I never anticipated when I started working at the National Trust, that I would be able to integrate my love for fashion, preservation and sustainability into the requirements of my job. But Saturday night, May 3rd, I found myself at Lyndhurst, one of our historic sites in Tarrytown, where their “Green Life” eco-friendly fashion show benefit allowed me to do just that by welcoming 200 people to the newest kind of fundraiser!
We have 29 historic sites across the country. And we are working to make all of our sites greener, by using greener housekeeping products, buying renewable energy, and trying not to throw materials out if we can reuse them elsewhere on the site. Lyndhurst is one of our sites that is ahead of many places with its hard work changing maintenance practices to help make a difference. For over a year they’ve been dedicated to raising awareness about sustainable practices and The Green Life is a fabulous and unusual example of that. With a very exciting program that included eco-friendly fashions (lots of hemp, organic cotton and even an evening gown with recycled plastic bottles), a presentation by the National Wildlife Federation, food and beverages that were organic and/or local, a silent auction of mostly sustainability-related items and vendors of sustainable products, The Green Life opened a lot of eyes to the fact that every change you make in your lifestyle can help stop global warming. So when you buy an eco-friendly dress, a hybrid car, or stay in your old house instead of building a new one, you’re making a choice to stop climate change. Many attendees stopped me to say that hearing about the National Trust’s Sustainability Initiative had opened their eyes considerably. And a lot of people were talking about repairing their windows and installing insulation in their attics and basements. One man apologized to me for building a new house…

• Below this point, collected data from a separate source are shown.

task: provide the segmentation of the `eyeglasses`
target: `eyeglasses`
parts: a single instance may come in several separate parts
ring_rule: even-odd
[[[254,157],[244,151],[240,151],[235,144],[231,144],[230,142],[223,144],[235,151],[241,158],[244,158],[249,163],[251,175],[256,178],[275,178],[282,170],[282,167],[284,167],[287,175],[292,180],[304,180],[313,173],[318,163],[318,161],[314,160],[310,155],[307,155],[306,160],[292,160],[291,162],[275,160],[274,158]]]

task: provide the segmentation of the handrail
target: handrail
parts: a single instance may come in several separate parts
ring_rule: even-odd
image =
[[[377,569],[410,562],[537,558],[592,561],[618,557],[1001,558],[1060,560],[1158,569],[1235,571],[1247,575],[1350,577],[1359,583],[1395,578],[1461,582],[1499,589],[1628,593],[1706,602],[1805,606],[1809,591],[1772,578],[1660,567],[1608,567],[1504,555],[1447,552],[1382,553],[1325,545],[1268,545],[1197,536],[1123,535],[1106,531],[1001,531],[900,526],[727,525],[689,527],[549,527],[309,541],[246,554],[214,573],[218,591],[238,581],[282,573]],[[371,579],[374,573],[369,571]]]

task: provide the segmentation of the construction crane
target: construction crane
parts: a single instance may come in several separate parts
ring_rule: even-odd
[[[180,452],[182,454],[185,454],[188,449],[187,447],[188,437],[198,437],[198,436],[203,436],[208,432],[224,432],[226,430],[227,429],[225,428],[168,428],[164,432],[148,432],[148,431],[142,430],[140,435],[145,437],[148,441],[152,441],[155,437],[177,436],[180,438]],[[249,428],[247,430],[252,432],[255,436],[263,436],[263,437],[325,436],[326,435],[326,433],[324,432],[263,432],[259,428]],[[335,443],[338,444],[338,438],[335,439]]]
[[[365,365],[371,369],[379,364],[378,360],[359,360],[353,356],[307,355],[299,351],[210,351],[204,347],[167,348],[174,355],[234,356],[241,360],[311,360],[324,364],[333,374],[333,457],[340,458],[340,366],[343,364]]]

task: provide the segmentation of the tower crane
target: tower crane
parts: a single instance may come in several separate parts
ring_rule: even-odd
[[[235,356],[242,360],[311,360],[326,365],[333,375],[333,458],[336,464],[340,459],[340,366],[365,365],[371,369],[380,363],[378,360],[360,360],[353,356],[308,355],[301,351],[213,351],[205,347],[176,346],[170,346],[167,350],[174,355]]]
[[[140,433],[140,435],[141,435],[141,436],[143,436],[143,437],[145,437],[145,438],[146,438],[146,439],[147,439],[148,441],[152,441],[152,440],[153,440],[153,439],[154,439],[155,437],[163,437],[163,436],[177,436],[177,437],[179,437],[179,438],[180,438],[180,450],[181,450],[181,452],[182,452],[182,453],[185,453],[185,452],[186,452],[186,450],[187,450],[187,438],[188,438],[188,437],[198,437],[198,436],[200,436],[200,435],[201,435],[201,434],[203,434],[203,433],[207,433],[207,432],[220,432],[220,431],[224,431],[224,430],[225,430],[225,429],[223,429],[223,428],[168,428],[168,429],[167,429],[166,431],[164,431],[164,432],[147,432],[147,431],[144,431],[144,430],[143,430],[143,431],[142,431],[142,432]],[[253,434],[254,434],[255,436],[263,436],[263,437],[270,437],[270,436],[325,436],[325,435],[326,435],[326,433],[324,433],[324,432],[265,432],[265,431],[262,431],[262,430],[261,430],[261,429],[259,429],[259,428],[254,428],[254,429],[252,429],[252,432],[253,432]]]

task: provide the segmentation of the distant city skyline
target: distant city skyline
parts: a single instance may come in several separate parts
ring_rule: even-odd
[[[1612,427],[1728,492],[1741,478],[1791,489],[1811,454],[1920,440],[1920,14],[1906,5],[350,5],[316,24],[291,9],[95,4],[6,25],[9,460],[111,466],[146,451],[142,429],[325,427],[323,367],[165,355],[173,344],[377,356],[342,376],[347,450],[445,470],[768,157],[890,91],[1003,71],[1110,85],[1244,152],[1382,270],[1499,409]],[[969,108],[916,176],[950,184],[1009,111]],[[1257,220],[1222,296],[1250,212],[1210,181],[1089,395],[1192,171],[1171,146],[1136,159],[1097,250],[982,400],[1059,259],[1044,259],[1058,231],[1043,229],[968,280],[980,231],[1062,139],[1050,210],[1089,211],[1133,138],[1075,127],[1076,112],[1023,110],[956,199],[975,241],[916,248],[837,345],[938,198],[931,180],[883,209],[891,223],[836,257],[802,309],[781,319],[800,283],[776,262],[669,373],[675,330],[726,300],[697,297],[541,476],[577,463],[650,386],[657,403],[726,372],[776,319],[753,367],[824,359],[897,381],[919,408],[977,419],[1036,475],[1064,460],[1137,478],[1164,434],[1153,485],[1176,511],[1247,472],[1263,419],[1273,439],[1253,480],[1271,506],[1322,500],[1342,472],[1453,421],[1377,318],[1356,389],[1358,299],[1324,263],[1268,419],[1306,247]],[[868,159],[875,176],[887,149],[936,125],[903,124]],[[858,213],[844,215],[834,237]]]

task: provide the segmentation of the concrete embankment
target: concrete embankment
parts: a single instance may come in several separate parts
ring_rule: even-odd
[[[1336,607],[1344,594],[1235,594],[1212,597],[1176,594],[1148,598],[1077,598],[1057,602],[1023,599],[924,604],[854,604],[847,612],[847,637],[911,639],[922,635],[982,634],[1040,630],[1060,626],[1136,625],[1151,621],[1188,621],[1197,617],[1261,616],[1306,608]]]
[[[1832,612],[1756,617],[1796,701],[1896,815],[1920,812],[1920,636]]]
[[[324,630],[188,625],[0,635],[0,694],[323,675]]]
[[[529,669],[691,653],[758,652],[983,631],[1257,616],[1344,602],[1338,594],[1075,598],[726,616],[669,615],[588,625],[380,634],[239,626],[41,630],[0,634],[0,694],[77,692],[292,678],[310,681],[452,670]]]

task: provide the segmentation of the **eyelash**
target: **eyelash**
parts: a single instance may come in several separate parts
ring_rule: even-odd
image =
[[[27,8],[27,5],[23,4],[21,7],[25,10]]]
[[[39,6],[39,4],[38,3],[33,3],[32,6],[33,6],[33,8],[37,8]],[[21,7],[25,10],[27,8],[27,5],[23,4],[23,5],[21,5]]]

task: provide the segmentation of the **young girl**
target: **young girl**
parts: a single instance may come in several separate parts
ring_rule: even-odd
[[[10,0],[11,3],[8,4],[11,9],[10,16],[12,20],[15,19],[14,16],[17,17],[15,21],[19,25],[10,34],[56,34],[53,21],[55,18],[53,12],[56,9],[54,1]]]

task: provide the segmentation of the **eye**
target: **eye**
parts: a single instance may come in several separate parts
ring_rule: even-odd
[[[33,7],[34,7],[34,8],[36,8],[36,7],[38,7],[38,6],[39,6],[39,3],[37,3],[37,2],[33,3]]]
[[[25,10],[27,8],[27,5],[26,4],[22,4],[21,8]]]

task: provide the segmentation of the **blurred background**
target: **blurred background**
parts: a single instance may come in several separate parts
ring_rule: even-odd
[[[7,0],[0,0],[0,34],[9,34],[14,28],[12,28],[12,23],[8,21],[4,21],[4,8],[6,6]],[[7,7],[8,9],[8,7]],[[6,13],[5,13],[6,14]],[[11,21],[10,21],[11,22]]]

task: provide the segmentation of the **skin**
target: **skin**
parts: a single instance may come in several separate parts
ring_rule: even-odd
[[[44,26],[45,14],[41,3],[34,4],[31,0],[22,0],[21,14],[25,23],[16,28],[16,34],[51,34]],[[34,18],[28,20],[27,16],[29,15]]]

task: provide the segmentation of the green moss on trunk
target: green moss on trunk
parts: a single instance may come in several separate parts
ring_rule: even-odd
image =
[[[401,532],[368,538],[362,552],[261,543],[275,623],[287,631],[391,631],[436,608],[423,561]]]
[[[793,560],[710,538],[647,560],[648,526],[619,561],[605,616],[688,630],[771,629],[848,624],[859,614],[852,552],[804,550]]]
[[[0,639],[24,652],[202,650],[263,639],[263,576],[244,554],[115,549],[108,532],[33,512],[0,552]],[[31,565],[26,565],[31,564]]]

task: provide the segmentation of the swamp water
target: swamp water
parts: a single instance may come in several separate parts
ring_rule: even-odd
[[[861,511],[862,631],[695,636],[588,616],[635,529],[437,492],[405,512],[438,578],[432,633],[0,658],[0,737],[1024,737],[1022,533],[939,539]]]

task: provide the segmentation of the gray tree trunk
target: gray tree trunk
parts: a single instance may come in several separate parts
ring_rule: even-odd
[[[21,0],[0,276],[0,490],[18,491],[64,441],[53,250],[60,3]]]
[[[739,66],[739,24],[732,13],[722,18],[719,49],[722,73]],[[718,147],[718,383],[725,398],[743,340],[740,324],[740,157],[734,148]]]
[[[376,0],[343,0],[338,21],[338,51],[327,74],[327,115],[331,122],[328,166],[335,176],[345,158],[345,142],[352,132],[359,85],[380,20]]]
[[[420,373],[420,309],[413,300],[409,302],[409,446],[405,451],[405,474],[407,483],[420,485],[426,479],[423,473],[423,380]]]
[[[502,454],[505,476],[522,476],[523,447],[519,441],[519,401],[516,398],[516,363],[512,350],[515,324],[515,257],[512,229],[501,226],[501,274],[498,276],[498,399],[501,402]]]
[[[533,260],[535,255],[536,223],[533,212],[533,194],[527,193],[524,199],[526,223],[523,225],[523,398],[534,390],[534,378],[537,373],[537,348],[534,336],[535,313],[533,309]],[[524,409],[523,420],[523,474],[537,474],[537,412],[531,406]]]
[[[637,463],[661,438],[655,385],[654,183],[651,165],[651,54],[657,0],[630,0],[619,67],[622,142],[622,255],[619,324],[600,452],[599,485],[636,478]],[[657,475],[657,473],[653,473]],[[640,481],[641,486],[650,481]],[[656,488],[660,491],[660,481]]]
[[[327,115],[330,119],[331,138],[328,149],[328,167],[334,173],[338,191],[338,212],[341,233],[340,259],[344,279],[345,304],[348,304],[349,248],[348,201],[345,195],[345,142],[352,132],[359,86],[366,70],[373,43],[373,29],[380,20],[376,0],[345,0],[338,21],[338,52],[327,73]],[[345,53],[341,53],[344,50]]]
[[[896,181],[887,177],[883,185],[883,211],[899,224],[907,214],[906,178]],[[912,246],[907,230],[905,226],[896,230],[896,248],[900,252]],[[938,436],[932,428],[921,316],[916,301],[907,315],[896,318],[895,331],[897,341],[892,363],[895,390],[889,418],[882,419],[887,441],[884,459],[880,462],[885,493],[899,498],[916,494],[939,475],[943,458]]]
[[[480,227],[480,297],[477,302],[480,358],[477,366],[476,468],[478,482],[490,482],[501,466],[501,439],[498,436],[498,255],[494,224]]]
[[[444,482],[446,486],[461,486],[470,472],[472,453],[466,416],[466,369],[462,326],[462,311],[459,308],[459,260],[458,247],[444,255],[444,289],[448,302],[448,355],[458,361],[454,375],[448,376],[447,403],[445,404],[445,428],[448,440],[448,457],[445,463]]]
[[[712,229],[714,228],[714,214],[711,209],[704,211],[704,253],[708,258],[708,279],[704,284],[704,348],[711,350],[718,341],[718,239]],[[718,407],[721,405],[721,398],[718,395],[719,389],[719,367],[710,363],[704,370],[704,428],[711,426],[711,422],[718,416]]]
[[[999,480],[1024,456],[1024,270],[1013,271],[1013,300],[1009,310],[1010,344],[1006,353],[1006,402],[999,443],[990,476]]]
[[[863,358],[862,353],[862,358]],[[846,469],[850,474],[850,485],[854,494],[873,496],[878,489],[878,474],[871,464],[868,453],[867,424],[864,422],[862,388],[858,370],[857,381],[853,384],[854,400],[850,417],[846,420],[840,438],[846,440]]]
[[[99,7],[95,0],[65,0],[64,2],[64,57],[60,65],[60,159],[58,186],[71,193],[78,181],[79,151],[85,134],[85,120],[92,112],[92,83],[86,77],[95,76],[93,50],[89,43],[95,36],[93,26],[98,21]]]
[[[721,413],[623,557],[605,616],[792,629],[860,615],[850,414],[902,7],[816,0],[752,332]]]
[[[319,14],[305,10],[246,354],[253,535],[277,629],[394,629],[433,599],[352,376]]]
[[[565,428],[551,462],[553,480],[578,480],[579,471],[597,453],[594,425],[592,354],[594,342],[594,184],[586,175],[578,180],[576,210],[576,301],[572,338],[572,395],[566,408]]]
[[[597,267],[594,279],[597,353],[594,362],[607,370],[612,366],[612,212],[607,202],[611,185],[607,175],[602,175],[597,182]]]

Through our Sustainability Initiative, the National Trust for Historic Preservation is focusing the nation’s attention on the importance of reusing existing buildings and reinvesting in older and historic communities as critical elements in combating climate change. Americans already embrace as common sense the need to recycle aluminum cans, glass and newspapers. We advocate applying that same common sense to our built environment.